El 4 de febrero de 1618 se traslada al Convento de Nuestra Señora de Gracia de Córdoba, donde, bajo influencia de la gran devoción por la Virgen de Gracia, recibió el nombre de tal advocación. Al Cristo de Gracia se encomendaron en varias ocasiones los cordobeses para conseguir aguas para salvar sus cosechas, lo que le llevó a salir por primera vez en 1635 junto a otras imágenes de la ciudad. Este hecho se repetiría nuevamente en 1732 y 1734.
En 1736 se funda una confraternidad trinitaria en torno al crucificado. A finales de este siglo, se construye un altar en la capilla del Cristo de Gracia, donde se coloca una imagen de Nuestra Señora de los Dolores donada por doña Beatriz Cisterna. En 1809, ante la ocupación francesa, la imagen volvió a salir en rogativa patriótica, no siendo hasta mediados del siglo XIX cuando la corporación comienza a salir en Semana Santa con la recuperación de la procesión del Santo Entierro, aunque finalmente se extinguirá a fines de la centuria. Cuando realizaba su itinerario procesional en la Madrugá, era acompañado tradicionalmente por espárragos al pie de la cruz, de ahí el sobrenombre popular de El Esparraguero.
Al Cristo de Gracia se unieron, a finales del siglo XIX, las imágenes de la Virgen, San Juan y la Magdalena, de autor anónimo pero perteneciente a la escuela valenciana.
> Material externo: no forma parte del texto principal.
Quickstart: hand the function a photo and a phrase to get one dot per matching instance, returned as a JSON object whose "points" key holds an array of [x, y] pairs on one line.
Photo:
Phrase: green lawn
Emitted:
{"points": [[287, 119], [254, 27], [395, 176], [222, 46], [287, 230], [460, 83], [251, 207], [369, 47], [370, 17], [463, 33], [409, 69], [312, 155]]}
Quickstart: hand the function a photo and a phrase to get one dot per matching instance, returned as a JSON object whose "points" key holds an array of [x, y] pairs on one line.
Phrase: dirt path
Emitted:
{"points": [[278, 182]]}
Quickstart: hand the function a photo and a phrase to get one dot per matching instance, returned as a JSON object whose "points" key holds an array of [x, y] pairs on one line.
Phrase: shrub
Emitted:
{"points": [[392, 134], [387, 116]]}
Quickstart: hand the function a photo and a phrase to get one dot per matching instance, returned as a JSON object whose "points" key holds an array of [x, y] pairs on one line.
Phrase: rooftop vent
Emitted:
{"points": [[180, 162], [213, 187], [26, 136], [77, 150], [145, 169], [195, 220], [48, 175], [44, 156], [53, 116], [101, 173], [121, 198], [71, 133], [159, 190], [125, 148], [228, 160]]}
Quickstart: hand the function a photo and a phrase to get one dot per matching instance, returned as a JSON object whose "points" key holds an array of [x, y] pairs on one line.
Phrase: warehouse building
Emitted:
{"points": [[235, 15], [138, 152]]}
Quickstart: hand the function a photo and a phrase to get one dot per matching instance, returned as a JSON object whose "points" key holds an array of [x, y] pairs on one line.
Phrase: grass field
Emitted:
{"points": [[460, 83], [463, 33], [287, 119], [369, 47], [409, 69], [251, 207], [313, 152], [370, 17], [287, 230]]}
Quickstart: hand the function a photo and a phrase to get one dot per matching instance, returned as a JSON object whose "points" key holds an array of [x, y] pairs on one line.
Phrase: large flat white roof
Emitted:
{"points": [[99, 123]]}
La vuelta a Córdoba de los trinitarios hizo que se reorganizara en 1905 la Pía Asociación de la Santísima Trinidad y Santísimo Cristo de Gracia. Esta reorganización tendrá una existencia fugaz, ya que en 1909 queda prácticamente disuelta hasta que en enero de 1913 se pone de nuevo en marcha. A partir de 1937, el Cristo de Gracia procesiona en el desfile oficial del Santo Entierro y poco después pasa a realizar la estación de penitencia el Jueves Santo, iniciando así un periodo de auge y prosperidad que se ha prolongado hasta nuestros días, erigiéndose el Santísimo Cristo de Gracia, El Esparraguero, como una de las principales devociones de Córdoba.